Nine years ago today, I fell off my bike, in France. I spent several weeks in a coma (some of which was because of sedation, but not all). I was on a ventilator for a while, and I still have the tracheotomy scar on my windpipe. I was flown home in a Lear Jet (thank you, Churchill Travel Insurance!). I went into an Intensive Care Unit in Chertsey (at the same hospital where, for the last couple of years, I have been seeing the physio about my hip injury). Then I went to a rehab hospital, at Woking hospital.
This afternoon, my husband will drop me and the two girls off, at the Bradley Rehabilitation Unit. We just walked down to the supermarket, and bought a cake. We will hand round slices, to all the staff, and the patients, and say 'Thank you!' to the staff, and "Don't give up!
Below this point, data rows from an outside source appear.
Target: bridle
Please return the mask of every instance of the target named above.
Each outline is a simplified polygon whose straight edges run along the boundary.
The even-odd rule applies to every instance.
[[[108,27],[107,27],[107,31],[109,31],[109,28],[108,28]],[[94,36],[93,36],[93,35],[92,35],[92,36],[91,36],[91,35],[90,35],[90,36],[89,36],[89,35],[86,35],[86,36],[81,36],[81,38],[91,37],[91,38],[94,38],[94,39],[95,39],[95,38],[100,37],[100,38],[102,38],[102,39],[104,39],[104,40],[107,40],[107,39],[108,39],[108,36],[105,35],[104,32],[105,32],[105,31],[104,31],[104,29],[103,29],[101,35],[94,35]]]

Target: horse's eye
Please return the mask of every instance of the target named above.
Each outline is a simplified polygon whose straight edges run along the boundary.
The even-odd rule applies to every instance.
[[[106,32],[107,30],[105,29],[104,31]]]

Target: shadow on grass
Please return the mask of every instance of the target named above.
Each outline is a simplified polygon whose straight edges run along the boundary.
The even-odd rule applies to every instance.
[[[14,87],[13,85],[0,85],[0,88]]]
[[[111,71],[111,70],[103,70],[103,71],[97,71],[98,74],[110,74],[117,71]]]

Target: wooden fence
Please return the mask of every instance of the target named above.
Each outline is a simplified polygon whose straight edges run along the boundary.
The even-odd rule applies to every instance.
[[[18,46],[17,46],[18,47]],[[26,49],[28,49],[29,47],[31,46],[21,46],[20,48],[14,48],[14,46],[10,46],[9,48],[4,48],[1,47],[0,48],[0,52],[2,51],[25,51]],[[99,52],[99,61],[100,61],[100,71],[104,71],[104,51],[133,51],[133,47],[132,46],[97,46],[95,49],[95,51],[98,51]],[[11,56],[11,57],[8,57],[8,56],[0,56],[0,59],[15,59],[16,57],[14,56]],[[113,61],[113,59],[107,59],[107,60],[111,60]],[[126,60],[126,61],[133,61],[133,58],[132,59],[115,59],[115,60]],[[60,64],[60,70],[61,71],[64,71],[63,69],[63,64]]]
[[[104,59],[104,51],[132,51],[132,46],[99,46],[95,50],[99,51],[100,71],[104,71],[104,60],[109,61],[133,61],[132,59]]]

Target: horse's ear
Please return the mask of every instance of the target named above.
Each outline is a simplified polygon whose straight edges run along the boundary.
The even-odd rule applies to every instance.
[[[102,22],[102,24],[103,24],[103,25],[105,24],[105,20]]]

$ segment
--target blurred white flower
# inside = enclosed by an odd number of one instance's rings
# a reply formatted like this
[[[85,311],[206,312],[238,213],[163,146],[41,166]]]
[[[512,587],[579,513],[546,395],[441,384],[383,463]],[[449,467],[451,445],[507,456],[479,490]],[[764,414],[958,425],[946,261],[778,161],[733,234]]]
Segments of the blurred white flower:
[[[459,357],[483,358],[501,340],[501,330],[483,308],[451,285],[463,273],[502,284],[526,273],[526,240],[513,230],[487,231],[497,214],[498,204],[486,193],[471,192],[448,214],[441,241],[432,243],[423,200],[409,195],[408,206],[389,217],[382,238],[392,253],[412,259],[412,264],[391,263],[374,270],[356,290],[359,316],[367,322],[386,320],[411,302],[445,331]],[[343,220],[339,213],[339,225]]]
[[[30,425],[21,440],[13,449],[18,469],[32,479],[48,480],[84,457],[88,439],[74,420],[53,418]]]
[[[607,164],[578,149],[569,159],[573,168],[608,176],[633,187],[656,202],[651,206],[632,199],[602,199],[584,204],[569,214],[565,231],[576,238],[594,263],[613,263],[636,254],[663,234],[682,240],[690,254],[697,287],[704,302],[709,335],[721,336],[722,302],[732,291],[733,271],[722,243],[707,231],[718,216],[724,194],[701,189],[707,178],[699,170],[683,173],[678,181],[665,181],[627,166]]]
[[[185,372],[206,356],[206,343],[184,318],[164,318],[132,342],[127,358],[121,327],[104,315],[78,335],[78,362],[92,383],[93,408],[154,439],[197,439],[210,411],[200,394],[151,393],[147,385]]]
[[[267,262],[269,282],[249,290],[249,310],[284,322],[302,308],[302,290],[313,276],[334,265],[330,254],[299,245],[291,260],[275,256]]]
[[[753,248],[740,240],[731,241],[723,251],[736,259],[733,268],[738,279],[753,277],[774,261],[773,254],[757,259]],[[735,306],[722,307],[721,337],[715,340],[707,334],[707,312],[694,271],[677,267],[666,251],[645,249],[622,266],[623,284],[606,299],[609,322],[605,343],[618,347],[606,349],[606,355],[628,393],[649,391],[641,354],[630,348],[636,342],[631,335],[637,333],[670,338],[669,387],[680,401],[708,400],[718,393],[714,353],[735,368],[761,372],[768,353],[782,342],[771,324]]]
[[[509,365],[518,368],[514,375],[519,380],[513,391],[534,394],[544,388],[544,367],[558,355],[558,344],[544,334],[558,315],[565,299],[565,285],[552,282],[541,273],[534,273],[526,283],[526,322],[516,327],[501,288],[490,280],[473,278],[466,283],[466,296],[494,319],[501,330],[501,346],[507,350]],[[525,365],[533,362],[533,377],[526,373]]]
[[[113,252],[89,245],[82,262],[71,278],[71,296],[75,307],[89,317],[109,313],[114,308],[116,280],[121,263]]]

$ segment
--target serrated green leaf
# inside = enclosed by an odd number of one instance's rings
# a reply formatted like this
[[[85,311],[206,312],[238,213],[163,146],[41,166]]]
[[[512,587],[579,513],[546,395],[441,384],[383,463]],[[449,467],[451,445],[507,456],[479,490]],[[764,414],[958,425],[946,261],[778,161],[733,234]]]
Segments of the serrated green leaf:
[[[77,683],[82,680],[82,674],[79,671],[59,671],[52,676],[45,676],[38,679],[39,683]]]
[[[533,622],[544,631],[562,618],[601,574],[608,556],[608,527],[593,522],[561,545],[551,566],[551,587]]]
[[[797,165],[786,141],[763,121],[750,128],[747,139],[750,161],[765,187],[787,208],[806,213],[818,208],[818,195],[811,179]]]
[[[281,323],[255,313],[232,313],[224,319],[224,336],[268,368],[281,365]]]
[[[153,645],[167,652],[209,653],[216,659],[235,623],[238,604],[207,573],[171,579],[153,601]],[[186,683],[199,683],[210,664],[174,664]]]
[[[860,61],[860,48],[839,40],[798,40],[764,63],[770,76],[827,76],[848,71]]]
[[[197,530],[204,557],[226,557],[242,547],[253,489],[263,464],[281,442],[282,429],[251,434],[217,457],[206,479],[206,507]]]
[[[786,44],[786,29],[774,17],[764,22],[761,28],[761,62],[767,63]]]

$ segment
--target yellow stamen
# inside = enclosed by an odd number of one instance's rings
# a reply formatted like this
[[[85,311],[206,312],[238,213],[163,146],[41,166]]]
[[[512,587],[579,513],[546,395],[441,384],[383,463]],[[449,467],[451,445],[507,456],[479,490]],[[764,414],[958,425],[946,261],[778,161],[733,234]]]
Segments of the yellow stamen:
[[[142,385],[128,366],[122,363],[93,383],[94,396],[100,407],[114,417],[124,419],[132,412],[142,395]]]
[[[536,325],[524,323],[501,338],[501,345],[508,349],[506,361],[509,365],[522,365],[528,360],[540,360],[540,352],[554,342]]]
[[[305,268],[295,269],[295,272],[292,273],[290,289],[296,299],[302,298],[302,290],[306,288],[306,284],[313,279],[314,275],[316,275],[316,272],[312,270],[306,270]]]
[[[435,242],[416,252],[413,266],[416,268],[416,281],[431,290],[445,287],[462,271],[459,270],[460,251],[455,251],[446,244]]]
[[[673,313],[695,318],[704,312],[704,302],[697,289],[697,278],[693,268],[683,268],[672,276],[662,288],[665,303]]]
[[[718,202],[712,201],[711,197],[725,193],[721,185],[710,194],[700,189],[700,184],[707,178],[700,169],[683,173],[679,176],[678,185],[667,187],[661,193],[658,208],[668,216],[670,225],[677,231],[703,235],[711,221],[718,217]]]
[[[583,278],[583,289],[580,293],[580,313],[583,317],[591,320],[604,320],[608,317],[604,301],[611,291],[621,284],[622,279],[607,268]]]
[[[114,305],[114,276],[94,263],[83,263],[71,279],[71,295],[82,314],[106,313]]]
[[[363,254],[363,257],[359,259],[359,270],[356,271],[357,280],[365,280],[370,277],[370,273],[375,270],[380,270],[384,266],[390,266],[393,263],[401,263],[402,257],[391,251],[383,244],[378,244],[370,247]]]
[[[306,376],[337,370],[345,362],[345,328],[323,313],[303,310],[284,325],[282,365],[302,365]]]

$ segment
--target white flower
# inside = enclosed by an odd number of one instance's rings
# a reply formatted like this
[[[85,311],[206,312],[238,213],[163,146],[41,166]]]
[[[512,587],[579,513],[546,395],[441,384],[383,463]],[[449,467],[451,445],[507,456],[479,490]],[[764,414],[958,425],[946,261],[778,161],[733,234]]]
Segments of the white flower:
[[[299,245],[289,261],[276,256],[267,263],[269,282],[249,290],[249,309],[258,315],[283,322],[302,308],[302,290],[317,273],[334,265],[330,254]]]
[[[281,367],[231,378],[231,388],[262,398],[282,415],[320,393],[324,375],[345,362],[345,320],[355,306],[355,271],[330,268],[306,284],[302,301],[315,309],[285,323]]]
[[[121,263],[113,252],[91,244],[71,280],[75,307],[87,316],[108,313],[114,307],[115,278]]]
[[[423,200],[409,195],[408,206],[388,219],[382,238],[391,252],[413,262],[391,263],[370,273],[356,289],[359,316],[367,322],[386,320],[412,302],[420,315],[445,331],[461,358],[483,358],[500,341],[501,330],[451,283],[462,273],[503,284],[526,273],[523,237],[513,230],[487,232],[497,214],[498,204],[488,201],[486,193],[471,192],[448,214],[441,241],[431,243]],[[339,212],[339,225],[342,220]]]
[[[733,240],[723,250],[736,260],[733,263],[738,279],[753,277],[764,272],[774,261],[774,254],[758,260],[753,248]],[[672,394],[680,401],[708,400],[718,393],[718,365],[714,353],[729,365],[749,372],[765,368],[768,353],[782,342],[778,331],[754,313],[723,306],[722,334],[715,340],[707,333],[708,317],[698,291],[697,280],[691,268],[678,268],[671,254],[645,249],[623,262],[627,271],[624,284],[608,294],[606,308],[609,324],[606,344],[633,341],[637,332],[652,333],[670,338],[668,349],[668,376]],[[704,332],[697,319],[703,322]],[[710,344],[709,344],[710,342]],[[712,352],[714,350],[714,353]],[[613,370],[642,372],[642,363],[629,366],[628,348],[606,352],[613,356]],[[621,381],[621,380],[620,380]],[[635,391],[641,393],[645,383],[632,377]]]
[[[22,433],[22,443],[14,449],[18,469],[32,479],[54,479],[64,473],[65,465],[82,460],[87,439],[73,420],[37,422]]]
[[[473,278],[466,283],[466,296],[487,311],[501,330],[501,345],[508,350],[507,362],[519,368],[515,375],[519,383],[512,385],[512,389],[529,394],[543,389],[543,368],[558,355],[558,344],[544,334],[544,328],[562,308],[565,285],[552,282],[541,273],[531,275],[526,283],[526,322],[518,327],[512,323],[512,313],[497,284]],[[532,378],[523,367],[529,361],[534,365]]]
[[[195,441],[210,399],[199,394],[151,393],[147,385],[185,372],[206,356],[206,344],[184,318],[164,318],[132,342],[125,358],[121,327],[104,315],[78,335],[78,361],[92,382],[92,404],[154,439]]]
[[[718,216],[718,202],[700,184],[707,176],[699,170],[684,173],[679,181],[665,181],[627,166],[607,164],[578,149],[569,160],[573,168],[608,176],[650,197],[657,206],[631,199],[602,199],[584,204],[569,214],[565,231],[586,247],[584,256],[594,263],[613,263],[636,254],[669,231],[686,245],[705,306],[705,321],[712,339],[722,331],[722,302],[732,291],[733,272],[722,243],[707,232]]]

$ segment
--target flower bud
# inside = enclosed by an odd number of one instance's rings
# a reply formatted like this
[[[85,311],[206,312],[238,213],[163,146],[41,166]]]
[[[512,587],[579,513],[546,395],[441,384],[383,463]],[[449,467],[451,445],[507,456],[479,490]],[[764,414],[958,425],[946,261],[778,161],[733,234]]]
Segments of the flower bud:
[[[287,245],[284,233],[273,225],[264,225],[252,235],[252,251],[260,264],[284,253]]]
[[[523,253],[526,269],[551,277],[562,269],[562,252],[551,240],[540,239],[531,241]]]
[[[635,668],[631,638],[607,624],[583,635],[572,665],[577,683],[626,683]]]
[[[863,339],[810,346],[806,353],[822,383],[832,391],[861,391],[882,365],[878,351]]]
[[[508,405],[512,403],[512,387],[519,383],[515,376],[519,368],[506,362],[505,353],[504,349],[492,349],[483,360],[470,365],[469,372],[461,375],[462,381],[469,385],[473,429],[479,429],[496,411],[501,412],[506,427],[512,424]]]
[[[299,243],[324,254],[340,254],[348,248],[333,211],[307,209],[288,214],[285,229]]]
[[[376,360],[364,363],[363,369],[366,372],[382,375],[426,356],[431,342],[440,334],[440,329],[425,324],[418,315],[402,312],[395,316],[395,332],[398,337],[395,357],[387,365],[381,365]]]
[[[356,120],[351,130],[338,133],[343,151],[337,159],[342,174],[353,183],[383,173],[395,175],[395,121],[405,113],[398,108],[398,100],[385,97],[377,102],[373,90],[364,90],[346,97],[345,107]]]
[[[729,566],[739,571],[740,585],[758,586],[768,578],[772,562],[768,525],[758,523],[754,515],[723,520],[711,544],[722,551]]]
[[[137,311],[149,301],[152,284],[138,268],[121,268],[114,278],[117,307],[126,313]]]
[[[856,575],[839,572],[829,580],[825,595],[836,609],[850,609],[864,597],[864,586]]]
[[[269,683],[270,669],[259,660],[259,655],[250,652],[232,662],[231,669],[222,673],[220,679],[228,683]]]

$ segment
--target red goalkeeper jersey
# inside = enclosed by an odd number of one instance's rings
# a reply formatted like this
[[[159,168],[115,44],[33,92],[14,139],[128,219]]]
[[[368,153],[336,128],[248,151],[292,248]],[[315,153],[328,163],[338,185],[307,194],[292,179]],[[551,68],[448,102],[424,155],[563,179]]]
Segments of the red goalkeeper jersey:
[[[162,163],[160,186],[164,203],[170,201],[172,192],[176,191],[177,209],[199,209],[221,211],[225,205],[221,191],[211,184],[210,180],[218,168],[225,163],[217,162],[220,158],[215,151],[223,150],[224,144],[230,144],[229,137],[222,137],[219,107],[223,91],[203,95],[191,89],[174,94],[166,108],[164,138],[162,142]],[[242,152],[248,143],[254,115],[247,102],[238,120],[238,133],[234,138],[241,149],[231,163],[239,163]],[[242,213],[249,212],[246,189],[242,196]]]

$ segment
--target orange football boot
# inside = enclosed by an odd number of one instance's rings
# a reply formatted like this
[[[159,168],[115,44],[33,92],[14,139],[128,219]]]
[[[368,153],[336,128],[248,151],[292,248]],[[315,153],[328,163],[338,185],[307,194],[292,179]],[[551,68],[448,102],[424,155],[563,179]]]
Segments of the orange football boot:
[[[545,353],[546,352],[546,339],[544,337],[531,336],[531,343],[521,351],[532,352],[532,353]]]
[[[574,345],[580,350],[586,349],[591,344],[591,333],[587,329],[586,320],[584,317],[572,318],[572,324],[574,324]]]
Recovery takes a long time, but don't give up!", to the patients. Unfortunately, not many of them will be able to recover as well as I have done (as I have been very lucky), but they mustn't give up!
I so often think about how lucky I am, to have survived that, and to have recovered as well as I have. OK, I am still officially blind (although I'd say 'partially sighted', but the eye doctor says I'm 'blind', and hey, it saves me quite a bit of money!), I have grotty handwriting, and the physio says I still walk babdly, and the brain injury is the cause of all the pain in my hip, which has affected my running for 2 and a half years now. But:
* I am still happily married
* I adore my 9 year old daughter, even though I never knew who she was, when my husband brought her into hospital. She was lovely, but who was her mum? "Oh honestly, I told you this yesterday, and the day before, and the day before that - she's ours!"
* Thankfully, my day-to-day memory is fine, now.
* I don't just love QTKT, I love her big sister (who is 12, now) loads, too. But, when she came into hospital to see me, I knew who she was.
* I was able to go back to my job, as a university lecturer, after 18 months off.
I am so lucky!
What is more, tonight, I am going to the O2 dome, to see monty Python, live. What a day, eh?